Until recently my various engagements and connection with China have never involved the People’s Liberation Army. I am supremely relaxed about this – and I trust they are too. I had though always thought that I knew one big thing about the PLA but I discovered this week that I didn't. Know that one big thing, that is. However I did discover some other interesting stuff. Stick around and I will share it with you.
The one big thing that I thought I knew was that the PLA was the largest organisation in the world – in manpower terms totalling up to about 2.3 million people. It turns out that in fact it is comfortably topped by the United States’ Department of Defense which employs 3.3 million. Depending on your geo-political sympathies you may take some comfort in this. You might though want to factor in an awareness that the US figure includes not only forces active on duty and military reservists but also their civil service headcount. The PLA’s active military element is that 2.3 million headline number alone. Reservists and desk fillers aren’t included. It’s simply the biggest army in the world.
That being the case – and human nature being what it is all over the world – you might not be surprised to discover that there are some interesting nooks and crannies concealed with that vast army and those millions of people. And one of those was illuminated in Birmingham the other day. Specifically, this was a group from the Chinese Association of Artists including a couple who were part of the People’s Liberation Army which has its own art college, training facilities and indeed career paths for practising artists.
The focus of the PLA on the arts generally – and on the performing arts in particular - is less surprising when you appreciate how utterly entwined it is with the Chinese Communist Party – and its worth bearing fully in mind the fact that the first objective of the PLA even today is simply to ‘consolidate the ruling status of the Communist Party’ - ahead of any issues of wider national security. There is also actually a new and closer personal connection between President Xi Jinping and the army which has its own significance.
In revolutionary days the task of winning hearts and minds of the people through propaganda was a vital strand of work for the Party. Theatre and musical entertainment were always one of the principal routes for this and the PLA was probably the most important way that this was all delivered. Training in these skills was always part of the PLA responsibility and its been a route for personal advancement. Xi ’s wife, Peng Liyuan, rose first to national prominence in her own right as a folk singer from within the army ranks.
The range of artistic and cultural infrastructure that sits within the PLA is quite startling. In addition to the art college its includes opera house, opera, symphony orchestra, drama troupe and numerous bands plus its own Arts University which has departments covering drama, dance, music and literature.
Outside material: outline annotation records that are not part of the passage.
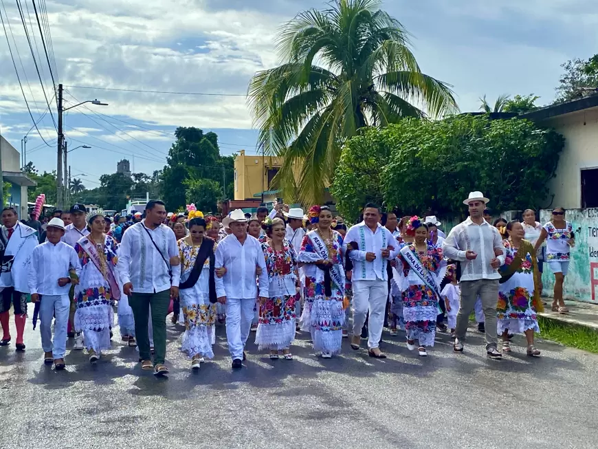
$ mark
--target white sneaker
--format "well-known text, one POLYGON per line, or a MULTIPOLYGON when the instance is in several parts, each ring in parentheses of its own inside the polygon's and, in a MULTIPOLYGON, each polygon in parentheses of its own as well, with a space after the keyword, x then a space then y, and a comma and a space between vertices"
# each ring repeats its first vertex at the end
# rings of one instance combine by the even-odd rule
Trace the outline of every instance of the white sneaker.
POLYGON ((73 345, 73 349, 82 351, 83 349, 83 336, 80 333, 77 333, 75 336, 75 344, 73 345))

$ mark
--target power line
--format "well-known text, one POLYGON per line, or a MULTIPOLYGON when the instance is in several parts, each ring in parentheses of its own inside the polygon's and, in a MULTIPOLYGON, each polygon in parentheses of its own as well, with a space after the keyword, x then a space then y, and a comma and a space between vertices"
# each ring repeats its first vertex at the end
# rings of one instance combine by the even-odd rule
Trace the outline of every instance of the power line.
POLYGON ((136 89, 116 89, 113 87, 93 87, 91 86, 67 86, 65 87, 74 87, 76 89, 91 89, 104 91, 116 91, 119 92, 142 92, 144 94, 171 94, 173 95, 202 95, 206 96, 221 96, 221 97, 246 97, 246 94, 207 94, 205 92, 174 92, 170 91, 150 91, 136 89))
POLYGON ((23 14, 23 9, 21 6, 21 2, 19 0, 16 0, 16 8, 19 9, 19 14, 21 16, 21 21, 23 22, 23 28, 25 30, 25 36, 27 38, 27 42, 29 44, 29 49, 31 50, 31 57, 33 59, 33 63, 35 65, 35 70, 37 72, 37 76, 39 78, 39 83, 41 85, 41 91, 43 92, 44 98, 45 98, 46 105, 47 105, 48 110, 50 113, 50 116, 52 118, 52 122, 54 124, 54 128, 58 131, 58 128, 56 128, 56 122, 54 120, 54 114, 52 113, 52 109, 50 108, 49 102, 47 100, 47 96, 45 94, 45 89, 43 86, 43 81, 41 80, 41 75, 39 73, 39 68, 37 66, 37 61, 35 58, 35 54, 33 52, 33 46, 31 45, 31 39, 29 37, 29 30, 27 29, 27 24, 25 21, 25 16, 23 14))
POLYGON ((35 18, 36 18, 36 20, 37 20, 37 26, 39 28, 39 34, 41 35, 41 43, 42 43, 42 44, 43 44, 43 51, 45 53, 45 58, 46 58, 46 61, 47 61, 48 68, 49 69, 49 71, 50 71, 50 76, 52 78, 52 84, 54 86, 54 90, 56 90, 56 80, 54 80, 54 73, 52 73, 52 63, 50 63, 49 58, 48 57, 48 55, 47 55, 47 49, 46 48, 46 45, 45 45, 45 39, 43 39, 43 33, 41 31, 41 25, 39 23, 39 16, 38 16, 38 14, 37 14, 37 7, 35 6, 35 0, 32 0, 32 3, 33 3, 33 10, 35 11, 35 18))
MULTIPOLYGON (((6 13, 6 8, 4 6, 4 2, 1 1, 2 7, 4 8, 4 13, 6 13)), ((16 80, 19 81, 19 85, 21 87, 21 92, 23 94, 23 98, 25 100, 25 104, 27 106, 27 110, 29 111, 29 116, 31 117, 31 120, 35 126, 36 130, 37 130, 37 133, 39 134, 39 137, 43 140, 44 143, 50 146, 50 144, 45 141, 45 139, 43 138, 43 136, 41 135, 41 133, 39 131, 39 129, 37 127, 37 124, 35 122, 35 119, 33 118, 33 114, 31 113, 31 109, 29 107, 29 103, 27 102, 27 96, 25 95, 25 90, 23 89, 23 85, 21 83, 21 77, 19 76, 19 70, 16 69, 16 64, 14 62, 14 57, 12 55, 12 49, 10 47, 10 41, 8 40, 8 34, 6 33, 6 26, 4 24, 4 17, 2 15, 2 12, 0 11, 0 19, 2 21, 2 28, 4 30, 4 35, 6 36, 6 43, 8 44, 8 52, 10 53, 10 59, 12 60, 12 66, 14 67, 14 73, 16 74, 16 80)), ((7 22, 8 21, 8 17, 6 17, 7 22)), ((8 28, 10 28, 10 23, 8 23, 8 28)), ((12 31, 10 31, 11 34, 12 34, 12 31)), ((13 35, 13 39, 14 36, 13 35)), ((18 49, 15 49, 18 51, 18 49)))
Apart from Prince Harry and colleagues’ well reported occasional forays into drag and fancy dress, I am not sure that Sandhurst has anything that quite matches.
You’d probably be inclined to suspect that Chinese military art was above all patriotic and bland – a range of postage stamp produced to mark the 80 anniversary of founding of the PLA, designed by one of the delegation and presented as a gift by the visitors fell pretty squarely into that category. But Xin Junqin who was also in the group who came here works at something a little more quirky to say the least while not losing a military dimension. His pieces include a reworking of Rodin’s ‘Thinker’ covered in camouflage markings; Michelangelo’s Pieta with the dead Christ similarly decorated; paintings by US artists Edward Hopper with pieces of military hardware added. I am not, to adopt Dr Johnson, sure how well it is done but . . .
From the home side the group visited the Birmingham Royal Society of Arts and met with Ikon Gallery. There was a professional interest in the exhibits and BRSA and in matters of technique and framing and mounting of the display. They were gratifyingly impressed enough to put hand to pocket and draw out wads of £50 notes suggesting that they will be making contributions to the balance of payments while here, over and above their purchases at Brook Street.
You might be aware that art critic Andrew Graham Dixon has a series currently on BBC4 covering the history of Chinese art. His coverage to date of military art has been limited to the (unavoidable) terracotta army but you could keep an eye peeled for a Mona Lisa draped in combat drabs in a forthcoming episode.